On the following afternoon I picked three frozen deadbaits from the fridge and set off with the intention of catching the reluctant pike. For ten minutes I combed the pool where it had been, twitching and sliding the bait through every nook and cranny - not a sign! I left the pool and went further upstream. at the next pool the bait was worked along the edge and just as it reached a clump of reeds on the corner of the slack I saw a large fish nip out and grab it. It swam into the middle of the slack and I tightened gently to my circle hook. The fish was on and put up quite a battle before I was able to slide it into the net. It was only as I lifted it onto the bank that I noticed the tail and rear end of a fish sticking out of the pike's mouth. Inspection showed it to be a small salmon kelt which, when removed, weighed four pounds. The front end of the salmon was well digested with no skin remaining but the back section was still in good order with red spots, scales, adipose fin, the lot. The pike, minus its prey, weighed 23lb, a nice fish but certainly not the one I'd seen the day before. Now I've encountered this sort of thing before before and I'm pretty well convinced that, at this time of the year, big pike regard dead and dying, post-spawning, salmon and trout as a bonus meal. In effect they're cleaning up the river bed and I guess that a big, static or slowly twitched dead bait is just what they expect to find - I doubt that relatively fast moving artificials are very tempting to these well fed specimens. Perhaps the most interesting aspect is WHY and indeed HOW a fish with its throat and jaws totally blocked by a huge prey item manages to engulf a relatively small bait.

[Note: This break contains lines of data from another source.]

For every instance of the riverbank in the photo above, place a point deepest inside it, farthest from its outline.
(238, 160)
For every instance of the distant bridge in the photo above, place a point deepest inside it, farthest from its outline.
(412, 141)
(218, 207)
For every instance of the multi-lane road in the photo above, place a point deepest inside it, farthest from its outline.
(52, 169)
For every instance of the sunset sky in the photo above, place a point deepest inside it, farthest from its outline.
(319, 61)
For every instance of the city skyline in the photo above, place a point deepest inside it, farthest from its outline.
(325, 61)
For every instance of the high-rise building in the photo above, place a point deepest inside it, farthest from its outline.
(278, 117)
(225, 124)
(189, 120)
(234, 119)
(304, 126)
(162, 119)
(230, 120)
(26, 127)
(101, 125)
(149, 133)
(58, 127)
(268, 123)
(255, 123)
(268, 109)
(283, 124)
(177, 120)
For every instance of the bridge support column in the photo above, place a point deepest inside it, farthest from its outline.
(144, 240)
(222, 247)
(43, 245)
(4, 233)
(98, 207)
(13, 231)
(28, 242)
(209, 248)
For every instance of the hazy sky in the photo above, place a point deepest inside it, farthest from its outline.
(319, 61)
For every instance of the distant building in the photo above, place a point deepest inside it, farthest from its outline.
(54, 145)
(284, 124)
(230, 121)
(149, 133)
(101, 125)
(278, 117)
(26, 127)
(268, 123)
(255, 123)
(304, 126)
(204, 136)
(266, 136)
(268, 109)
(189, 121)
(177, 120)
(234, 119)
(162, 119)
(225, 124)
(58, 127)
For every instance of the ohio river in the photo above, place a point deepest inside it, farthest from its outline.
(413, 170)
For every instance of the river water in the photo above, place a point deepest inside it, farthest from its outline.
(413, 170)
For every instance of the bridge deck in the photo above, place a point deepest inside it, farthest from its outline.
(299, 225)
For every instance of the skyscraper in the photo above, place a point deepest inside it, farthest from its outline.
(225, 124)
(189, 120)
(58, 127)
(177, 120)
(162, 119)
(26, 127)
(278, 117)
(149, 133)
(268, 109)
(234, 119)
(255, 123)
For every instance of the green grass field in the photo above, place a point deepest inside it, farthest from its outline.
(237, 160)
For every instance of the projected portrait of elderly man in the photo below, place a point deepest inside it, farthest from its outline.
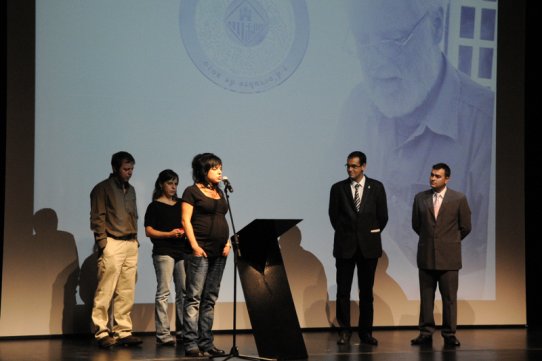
(412, 109)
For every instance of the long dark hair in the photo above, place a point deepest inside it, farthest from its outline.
(164, 176)
(201, 164)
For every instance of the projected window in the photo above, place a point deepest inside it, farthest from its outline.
(472, 40)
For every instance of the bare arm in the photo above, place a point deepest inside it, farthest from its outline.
(188, 209)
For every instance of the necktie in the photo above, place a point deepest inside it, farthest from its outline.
(436, 204)
(357, 199)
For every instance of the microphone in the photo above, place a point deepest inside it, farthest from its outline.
(227, 184)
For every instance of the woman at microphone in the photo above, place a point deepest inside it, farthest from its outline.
(204, 209)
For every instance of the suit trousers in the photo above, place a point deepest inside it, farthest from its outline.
(117, 267)
(366, 268)
(448, 284)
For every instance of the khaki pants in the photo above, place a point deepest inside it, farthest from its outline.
(117, 267)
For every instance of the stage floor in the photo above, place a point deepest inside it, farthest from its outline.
(482, 344)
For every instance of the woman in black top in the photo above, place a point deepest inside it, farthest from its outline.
(204, 220)
(163, 224)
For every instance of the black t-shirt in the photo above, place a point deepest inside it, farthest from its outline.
(208, 220)
(164, 217)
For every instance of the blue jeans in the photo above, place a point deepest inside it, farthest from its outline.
(166, 268)
(203, 277)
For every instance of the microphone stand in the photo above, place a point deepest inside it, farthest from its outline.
(235, 246)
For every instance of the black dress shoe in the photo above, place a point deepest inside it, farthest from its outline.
(422, 340)
(451, 341)
(129, 341)
(106, 342)
(344, 338)
(194, 352)
(368, 340)
(213, 351)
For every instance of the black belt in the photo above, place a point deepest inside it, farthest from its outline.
(124, 238)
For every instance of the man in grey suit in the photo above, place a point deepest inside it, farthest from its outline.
(442, 219)
(358, 213)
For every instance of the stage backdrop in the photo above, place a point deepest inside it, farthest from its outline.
(282, 91)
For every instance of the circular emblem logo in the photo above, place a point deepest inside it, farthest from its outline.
(246, 46)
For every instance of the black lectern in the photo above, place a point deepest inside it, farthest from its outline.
(267, 293)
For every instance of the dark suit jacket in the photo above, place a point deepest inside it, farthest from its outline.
(353, 229)
(439, 245)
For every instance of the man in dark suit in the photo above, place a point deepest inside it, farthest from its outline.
(442, 219)
(358, 212)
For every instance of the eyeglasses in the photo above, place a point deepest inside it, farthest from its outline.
(395, 46)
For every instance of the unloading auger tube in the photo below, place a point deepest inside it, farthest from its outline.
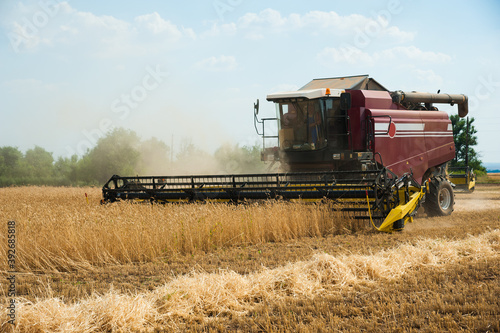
(377, 196)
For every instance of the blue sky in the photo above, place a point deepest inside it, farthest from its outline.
(190, 71)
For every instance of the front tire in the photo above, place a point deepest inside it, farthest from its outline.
(439, 201)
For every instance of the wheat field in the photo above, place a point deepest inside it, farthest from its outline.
(272, 267)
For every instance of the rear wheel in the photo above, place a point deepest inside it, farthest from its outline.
(440, 199)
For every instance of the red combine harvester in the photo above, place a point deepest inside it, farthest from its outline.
(379, 154)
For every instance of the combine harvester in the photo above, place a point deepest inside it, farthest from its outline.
(379, 154)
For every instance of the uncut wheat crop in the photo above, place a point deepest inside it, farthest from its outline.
(61, 229)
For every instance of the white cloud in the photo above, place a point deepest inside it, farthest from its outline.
(101, 36)
(157, 25)
(270, 21)
(217, 64)
(429, 77)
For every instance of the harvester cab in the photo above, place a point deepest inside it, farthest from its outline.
(354, 124)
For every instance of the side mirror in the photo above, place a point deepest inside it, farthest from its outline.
(345, 101)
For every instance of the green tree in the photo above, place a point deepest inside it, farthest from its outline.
(464, 141)
(11, 166)
(40, 165)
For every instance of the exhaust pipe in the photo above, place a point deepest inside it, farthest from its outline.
(428, 98)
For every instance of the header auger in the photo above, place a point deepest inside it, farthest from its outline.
(377, 155)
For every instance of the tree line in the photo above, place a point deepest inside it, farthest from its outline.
(124, 153)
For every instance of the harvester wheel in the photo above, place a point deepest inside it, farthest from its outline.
(440, 199)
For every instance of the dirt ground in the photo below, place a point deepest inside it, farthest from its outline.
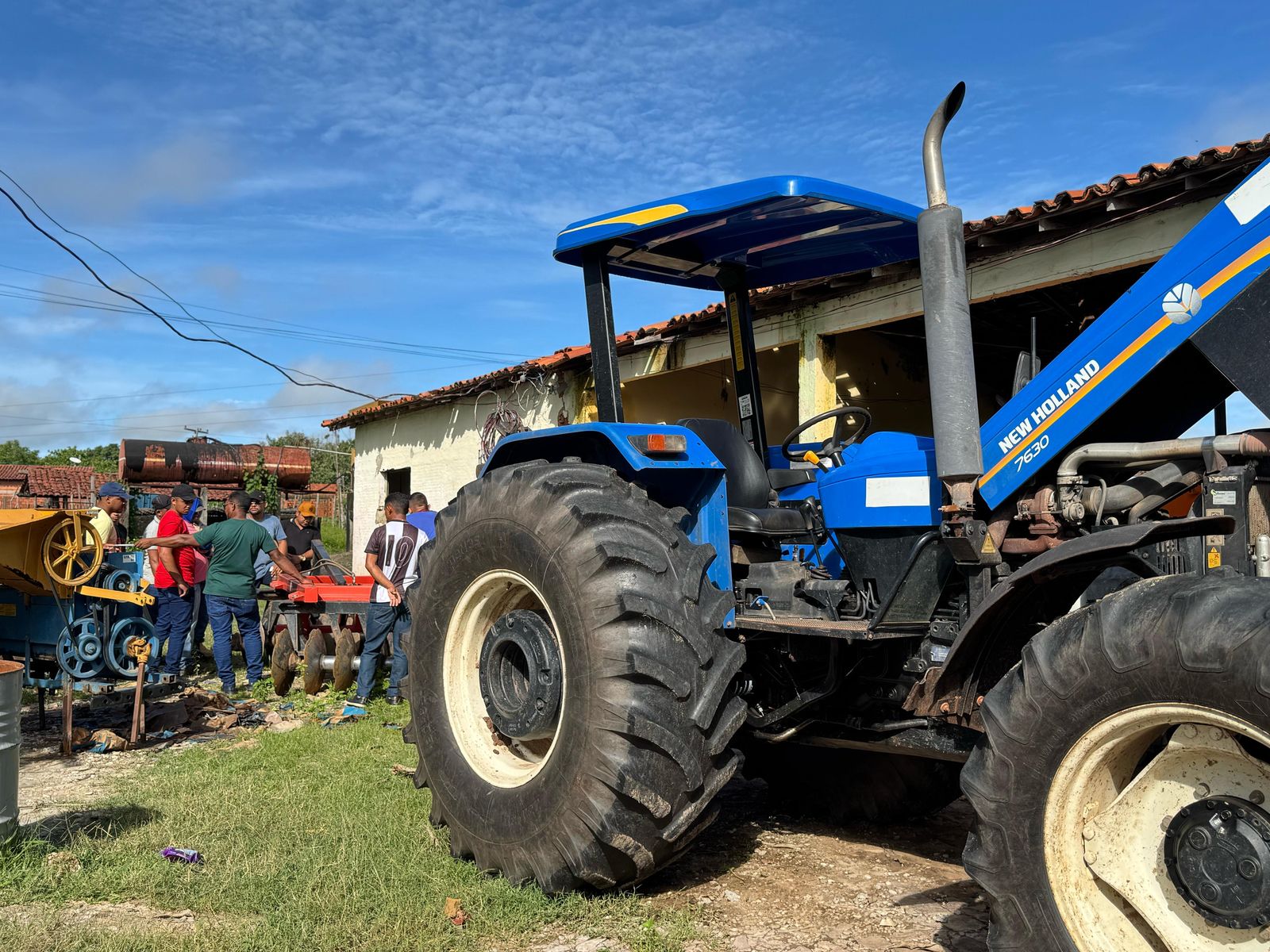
(761, 881)
(772, 882)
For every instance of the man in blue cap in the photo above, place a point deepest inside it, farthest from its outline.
(112, 501)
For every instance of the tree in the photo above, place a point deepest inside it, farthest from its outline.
(262, 480)
(14, 452)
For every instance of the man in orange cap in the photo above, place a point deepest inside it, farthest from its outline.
(302, 531)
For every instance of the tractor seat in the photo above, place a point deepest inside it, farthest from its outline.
(751, 501)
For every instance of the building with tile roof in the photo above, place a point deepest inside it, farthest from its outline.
(848, 338)
(33, 486)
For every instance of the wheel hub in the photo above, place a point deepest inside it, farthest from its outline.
(1217, 852)
(520, 676)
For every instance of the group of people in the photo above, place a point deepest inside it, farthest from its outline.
(211, 574)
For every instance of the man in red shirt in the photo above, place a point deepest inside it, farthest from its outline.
(175, 582)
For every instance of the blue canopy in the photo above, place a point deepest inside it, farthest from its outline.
(781, 228)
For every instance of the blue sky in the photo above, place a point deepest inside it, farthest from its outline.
(336, 175)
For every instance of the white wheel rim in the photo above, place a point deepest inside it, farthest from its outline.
(497, 759)
(1105, 820)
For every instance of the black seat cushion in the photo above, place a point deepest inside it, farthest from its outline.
(770, 522)
(784, 479)
(747, 475)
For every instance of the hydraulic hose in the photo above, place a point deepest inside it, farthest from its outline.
(1253, 443)
(1168, 479)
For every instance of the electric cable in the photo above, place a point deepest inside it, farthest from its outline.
(173, 328)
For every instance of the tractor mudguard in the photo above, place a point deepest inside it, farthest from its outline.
(1045, 589)
(692, 480)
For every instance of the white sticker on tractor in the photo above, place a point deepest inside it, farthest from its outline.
(1250, 198)
(897, 490)
(1181, 302)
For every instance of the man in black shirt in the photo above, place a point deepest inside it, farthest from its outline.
(302, 531)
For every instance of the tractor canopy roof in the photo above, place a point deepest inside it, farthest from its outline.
(780, 228)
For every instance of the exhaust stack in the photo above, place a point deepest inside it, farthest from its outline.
(946, 302)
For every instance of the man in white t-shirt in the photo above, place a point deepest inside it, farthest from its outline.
(393, 562)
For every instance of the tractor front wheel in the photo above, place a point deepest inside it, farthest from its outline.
(569, 678)
(1121, 787)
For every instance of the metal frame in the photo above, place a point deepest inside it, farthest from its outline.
(603, 346)
(745, 359)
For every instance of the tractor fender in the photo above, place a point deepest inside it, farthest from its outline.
(692, 480)
(992, 639)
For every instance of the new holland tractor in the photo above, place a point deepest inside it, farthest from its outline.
(616, 616)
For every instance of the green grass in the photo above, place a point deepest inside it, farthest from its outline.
(310, 843)
(333, 536)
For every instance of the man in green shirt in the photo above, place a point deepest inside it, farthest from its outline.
(229, 592)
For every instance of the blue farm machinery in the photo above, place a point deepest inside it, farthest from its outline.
(618, 617)
(70, 611)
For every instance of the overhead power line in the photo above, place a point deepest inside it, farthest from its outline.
(216, 340)
(327, 336)
(217, 390)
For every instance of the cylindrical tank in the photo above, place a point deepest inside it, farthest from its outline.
(211, 463)
(10, 747)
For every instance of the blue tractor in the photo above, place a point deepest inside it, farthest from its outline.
(618, 616)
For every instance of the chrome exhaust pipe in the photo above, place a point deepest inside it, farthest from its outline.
(946, 304)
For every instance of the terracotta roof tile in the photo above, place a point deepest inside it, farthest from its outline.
(71, 482)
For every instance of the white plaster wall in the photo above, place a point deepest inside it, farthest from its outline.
(441, 447)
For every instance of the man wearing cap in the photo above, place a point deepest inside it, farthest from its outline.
(273, 526)
(160, 507)
(112, 501)
(302, 531)
(175, 582)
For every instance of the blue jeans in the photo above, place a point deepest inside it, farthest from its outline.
(197, 628)
(221, 611)
(171, 624)
(380, 621)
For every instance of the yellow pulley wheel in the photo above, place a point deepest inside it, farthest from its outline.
(73, 550)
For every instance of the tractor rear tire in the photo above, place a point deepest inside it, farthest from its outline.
(1122, 724)
(624, 777)
(852, 786)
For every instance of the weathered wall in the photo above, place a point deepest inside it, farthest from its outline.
(440, 446)
(708, 391)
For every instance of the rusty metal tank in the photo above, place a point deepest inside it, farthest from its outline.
(210, 463)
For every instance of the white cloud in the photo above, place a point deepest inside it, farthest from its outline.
(188, 169)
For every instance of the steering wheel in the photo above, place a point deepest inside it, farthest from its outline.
(840, 441)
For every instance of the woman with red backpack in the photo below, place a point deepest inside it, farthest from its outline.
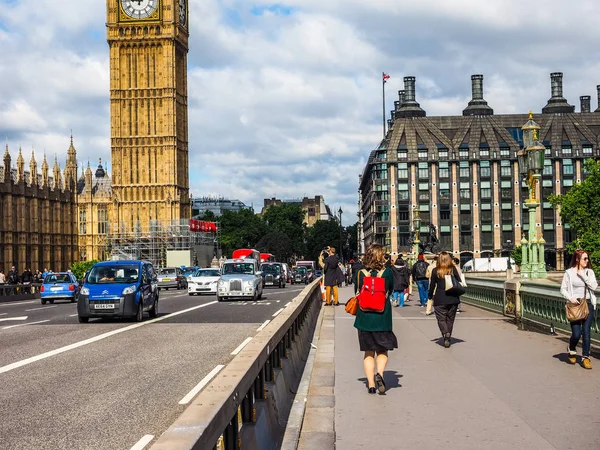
(374, 316)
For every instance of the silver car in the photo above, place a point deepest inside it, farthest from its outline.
(240, 278)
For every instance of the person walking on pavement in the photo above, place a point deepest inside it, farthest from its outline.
(401, 280)
(419, 273)
(578, 284)
(444, 304)
(375, 333)
(332, 277)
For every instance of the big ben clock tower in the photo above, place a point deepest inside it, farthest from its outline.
(148, 42)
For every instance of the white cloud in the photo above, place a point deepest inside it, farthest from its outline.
(286, 101)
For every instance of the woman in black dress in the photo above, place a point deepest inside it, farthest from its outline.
(375, 335)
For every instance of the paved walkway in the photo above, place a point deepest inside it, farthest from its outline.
(496, 387)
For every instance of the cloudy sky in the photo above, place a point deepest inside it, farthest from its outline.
(285, 98)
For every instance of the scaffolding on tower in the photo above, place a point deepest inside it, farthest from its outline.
(153, 242)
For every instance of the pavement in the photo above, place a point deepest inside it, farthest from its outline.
(110, 384)
(496, 387)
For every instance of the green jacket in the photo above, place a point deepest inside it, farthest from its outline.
(368, 321)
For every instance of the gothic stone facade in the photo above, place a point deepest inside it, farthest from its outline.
(38, 221)
(461, 173)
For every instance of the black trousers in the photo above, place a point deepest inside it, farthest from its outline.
(445, 314)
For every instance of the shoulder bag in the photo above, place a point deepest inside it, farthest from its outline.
(577, 311)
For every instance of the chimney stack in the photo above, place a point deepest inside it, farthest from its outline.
(586, 103)
(557, 104)
(477, 106)
(409, 106)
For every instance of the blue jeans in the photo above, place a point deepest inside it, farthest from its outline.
(582, 327)
(399, 297)
(423, 286)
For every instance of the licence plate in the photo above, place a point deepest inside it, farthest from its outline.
(105, 306)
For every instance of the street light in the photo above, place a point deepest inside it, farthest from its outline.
(340, 214)
(531, 163)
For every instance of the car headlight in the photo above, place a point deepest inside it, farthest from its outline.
(129, 290)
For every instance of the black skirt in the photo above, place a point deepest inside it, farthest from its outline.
(377, 341)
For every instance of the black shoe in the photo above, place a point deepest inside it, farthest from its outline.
(447, 340)
(380, 383)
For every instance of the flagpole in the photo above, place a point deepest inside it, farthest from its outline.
(383, 90)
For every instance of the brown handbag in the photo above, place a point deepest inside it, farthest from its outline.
(352, 306)
(578, 311)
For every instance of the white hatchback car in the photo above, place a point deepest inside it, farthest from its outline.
(204, 281)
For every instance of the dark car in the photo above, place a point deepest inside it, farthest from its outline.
(171, 277)
(273, 274)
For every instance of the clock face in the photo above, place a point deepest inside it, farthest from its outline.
(139, 9)
(183, 12)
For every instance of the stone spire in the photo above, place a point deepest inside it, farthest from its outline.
(7, 164)
(56, 174)
(32, 170)
(20, 167)
(45, 182)
(71, 167)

After weighing and photographing my catch I moved on and before I packed in the second and third baits each produced a pike weighing about eight and ten pounds respectively. All three pike were nicely hooked and easily released from my barbless circle hook.


That's what I call a mouthful.

Better view.

There's no doubt that the fish had a full mouth.  How did it manage to squeeze my bait in?

Sorry pike!

After removing the salmon I could see that the front end was already in an advanced state of digestion, so the meal was not all that recent.

Pike number 2.

Not as big as the first but again well hooked on my circle hook.

--and number 3.

this one was bigger and came from a tiny slack close to a fast turbulent run.

Time to go home.

The sun ws going down and it was getting cold - time for dinner.